Several weeks ago we admitted that our fair value for Green Mountain Coffee Roasters () was likely overly optimistic. Thus, we put the firm’s value under review. During this time, the company’s future outlook has taken a hit based on slowing K-cup sales, and worries over Keurig patent losses. Additionally, founder and former Chairman Robert Stiller was ousted after he received a margin call that forced him to sell $125.5 million in stock, which he had held as collateral for his purchase of a yacht. We are lowering our fair value range to the range of $13 to $39 (with $26 per share as our point estimate), on the basis of more conservative forward looking cash-flow generation.
Of course, after “timely” sales in the past, Stiller’s sale likely exacerbated the rapid share price decline, which has eliminated over 50% of the company’s value over the last few weeks. Nevertheless, we think the price decline is warranted, given Green Mountain’s questionable corporate governance and somewhat baffling decisions. For instance, Green Mountain has been eating up cash flow with investments to boost capacity—yet management cited excess capacity as a drag on profits in the previous quarter.
Further, management did not alter its guidance for fiscal year 2012, saying they expect earnings per share to come in between $2.40 and $2.50. The company also maintained its revenue guidance in the face of generic competition coming on line in the back half of the year and discounting of K-cups to clear excess inventories. We’re also skeptical that sales of its new single-cup brewer, the Vue, will accelerate much. While Keurigs seemed to have “sold themselves” during the past few years, we’ve seen more marketing of the machines within mall and store displays that suggests softer sales than before, in our view.

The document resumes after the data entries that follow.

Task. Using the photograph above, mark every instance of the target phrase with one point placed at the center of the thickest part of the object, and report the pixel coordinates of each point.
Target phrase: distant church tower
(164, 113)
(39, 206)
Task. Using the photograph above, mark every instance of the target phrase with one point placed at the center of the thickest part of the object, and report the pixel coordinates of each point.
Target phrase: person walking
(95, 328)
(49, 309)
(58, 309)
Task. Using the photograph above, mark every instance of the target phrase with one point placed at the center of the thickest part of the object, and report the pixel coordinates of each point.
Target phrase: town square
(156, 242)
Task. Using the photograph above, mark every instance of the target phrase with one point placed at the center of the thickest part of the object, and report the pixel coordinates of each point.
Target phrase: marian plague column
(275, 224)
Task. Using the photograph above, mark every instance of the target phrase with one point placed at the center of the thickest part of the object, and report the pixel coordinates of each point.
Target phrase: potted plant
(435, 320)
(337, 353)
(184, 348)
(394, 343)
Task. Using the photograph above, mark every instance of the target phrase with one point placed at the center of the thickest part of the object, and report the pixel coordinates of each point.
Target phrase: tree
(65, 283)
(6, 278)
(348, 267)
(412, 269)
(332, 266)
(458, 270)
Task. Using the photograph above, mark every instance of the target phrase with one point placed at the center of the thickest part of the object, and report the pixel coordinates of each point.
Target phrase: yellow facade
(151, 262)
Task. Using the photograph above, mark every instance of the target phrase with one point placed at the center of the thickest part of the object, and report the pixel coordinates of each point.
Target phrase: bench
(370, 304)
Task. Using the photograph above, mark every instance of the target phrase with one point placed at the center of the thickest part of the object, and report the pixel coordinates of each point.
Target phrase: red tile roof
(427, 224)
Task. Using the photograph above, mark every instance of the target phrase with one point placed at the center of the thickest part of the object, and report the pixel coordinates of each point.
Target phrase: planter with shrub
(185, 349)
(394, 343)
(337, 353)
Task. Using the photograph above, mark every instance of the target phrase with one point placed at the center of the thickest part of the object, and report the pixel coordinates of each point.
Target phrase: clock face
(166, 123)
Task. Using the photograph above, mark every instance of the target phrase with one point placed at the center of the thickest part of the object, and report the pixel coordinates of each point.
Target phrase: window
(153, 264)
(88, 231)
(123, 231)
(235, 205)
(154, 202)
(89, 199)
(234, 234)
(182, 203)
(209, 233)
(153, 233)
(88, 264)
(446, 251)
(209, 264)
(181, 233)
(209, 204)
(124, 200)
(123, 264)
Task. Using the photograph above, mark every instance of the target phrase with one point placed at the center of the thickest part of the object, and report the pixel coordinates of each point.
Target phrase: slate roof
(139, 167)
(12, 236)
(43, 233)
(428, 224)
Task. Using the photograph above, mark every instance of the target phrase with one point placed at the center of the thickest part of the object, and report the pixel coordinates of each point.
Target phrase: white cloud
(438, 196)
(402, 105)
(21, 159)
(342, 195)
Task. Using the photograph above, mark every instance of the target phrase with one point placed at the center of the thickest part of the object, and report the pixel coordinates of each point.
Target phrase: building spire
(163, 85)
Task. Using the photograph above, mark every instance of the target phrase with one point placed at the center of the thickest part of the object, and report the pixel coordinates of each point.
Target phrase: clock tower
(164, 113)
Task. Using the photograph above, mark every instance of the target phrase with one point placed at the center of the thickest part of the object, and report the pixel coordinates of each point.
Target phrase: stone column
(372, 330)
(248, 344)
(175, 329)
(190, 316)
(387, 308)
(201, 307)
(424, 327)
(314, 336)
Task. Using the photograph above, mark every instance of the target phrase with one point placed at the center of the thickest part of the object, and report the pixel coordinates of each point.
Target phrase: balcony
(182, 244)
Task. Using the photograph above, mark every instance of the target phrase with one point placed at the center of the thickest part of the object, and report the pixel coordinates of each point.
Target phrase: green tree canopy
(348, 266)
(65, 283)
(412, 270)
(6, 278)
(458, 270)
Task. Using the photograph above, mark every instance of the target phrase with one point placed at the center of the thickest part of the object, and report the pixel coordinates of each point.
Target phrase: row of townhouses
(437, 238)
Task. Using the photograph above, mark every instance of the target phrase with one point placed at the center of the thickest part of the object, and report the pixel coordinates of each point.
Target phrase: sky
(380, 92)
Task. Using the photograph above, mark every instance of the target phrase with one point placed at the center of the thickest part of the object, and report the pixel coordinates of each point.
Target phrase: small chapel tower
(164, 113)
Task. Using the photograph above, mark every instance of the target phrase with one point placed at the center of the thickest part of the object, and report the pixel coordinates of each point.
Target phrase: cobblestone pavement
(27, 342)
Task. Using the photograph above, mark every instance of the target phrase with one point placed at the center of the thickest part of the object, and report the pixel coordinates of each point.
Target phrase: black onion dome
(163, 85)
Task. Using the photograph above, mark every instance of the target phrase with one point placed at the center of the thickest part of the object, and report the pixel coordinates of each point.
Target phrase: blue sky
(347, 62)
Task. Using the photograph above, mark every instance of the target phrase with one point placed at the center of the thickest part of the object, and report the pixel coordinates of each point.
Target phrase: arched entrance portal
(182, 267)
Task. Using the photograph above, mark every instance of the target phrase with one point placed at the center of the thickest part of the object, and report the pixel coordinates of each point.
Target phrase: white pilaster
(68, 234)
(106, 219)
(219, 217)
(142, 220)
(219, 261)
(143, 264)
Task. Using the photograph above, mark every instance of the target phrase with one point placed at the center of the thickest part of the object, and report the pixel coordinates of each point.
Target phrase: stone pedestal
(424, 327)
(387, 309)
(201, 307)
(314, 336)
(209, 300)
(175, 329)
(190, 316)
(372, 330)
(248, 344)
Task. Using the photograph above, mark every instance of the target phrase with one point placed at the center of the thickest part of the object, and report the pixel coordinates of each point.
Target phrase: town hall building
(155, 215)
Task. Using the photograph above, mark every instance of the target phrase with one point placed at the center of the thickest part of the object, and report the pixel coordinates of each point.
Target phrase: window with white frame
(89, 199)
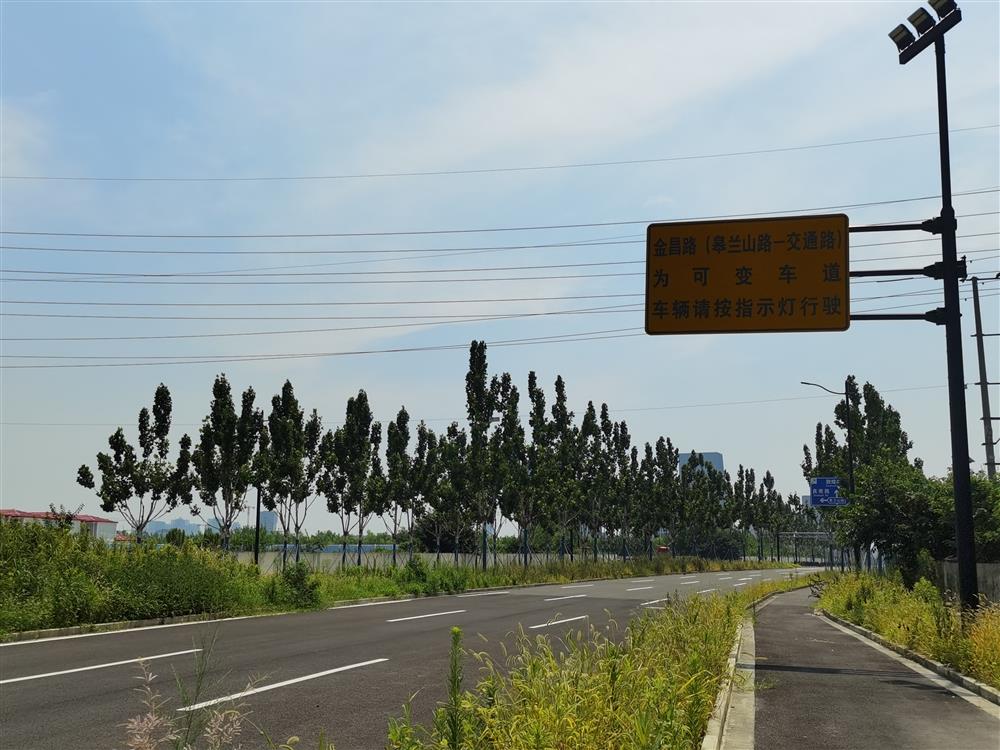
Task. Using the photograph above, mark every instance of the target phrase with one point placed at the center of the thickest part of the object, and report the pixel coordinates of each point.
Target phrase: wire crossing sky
(182, 182)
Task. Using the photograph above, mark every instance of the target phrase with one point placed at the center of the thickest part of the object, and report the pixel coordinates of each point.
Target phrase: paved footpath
(819, 687)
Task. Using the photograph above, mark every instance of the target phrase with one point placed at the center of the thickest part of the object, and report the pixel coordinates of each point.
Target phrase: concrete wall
(987, 573)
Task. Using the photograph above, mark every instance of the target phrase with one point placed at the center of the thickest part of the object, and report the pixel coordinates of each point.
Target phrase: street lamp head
(942, 7)
(902, 37)
(922, 21)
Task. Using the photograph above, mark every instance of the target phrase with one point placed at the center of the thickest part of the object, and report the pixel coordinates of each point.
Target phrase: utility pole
(984, 387)
(256, 533)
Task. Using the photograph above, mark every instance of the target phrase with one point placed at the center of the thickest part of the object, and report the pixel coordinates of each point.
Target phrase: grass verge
(51, 578)
(921, 620)
(653, 685)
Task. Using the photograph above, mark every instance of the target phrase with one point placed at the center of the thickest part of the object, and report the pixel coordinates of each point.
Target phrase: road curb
(717, 722)
(721, 731)
(972, 685)
(108, 627)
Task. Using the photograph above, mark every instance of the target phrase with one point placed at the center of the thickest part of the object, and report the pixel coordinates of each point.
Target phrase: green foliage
(922, 620)
(652, 686)
(174, 537)
(295, 586)
(148, 477)
(52, 578)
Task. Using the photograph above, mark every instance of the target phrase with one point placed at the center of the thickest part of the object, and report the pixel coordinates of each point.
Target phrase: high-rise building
(268, 520)
(715, 459)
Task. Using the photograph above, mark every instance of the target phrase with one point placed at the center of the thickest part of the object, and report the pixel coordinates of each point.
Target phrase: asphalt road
(344, 671)
(817, 686)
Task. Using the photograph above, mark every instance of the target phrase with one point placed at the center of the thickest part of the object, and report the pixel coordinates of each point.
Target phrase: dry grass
(922, 620)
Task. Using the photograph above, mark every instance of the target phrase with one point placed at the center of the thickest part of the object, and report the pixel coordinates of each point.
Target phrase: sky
(350, 100)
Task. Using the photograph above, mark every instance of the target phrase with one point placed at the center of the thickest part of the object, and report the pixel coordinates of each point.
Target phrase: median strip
(265, 688)
(557, 622)
(98, 666)
(432, 614)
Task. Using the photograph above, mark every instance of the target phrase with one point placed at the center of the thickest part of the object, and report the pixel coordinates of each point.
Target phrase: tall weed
(921, 619)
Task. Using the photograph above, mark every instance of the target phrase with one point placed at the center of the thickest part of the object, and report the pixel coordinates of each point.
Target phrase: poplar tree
(400, 488)
(479, 401)
(144, 488)
(223, 459)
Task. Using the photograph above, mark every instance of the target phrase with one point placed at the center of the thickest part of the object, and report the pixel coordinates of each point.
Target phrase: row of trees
(584, 483)
(895, 507)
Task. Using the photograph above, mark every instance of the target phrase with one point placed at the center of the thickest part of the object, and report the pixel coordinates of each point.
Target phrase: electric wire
(481, 230)
(495, 170)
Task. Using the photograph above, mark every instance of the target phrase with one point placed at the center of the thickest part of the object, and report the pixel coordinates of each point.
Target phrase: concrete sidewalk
(819, 687)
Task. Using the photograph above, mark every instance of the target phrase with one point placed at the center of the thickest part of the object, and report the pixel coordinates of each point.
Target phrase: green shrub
(922, 620)
(651, 686)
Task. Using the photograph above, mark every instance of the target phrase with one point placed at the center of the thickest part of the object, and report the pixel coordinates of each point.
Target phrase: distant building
(715, 459)
(268, 520)
(189, 528)
(102, 528)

With the stock trading at around 10-11x 2012 earnings, and the possibility that those earnings may actually fall in 2013, we don’t view shares as particularly inexpensive, though its multiple is considerably lower than that of Starbucks (SBUX), for example. However, we expect that the share price will continue to be quite volatile for the remainder of 2012. It wouldn’t surprise us at all to see Green Mountain move up (or down) another 50%. Still, we focus on value not price, and at current levels, we don’t think Green Mountain is much of a bargain. Green Mountain currently scores a 4 on our Valuentum Buying Index rating system.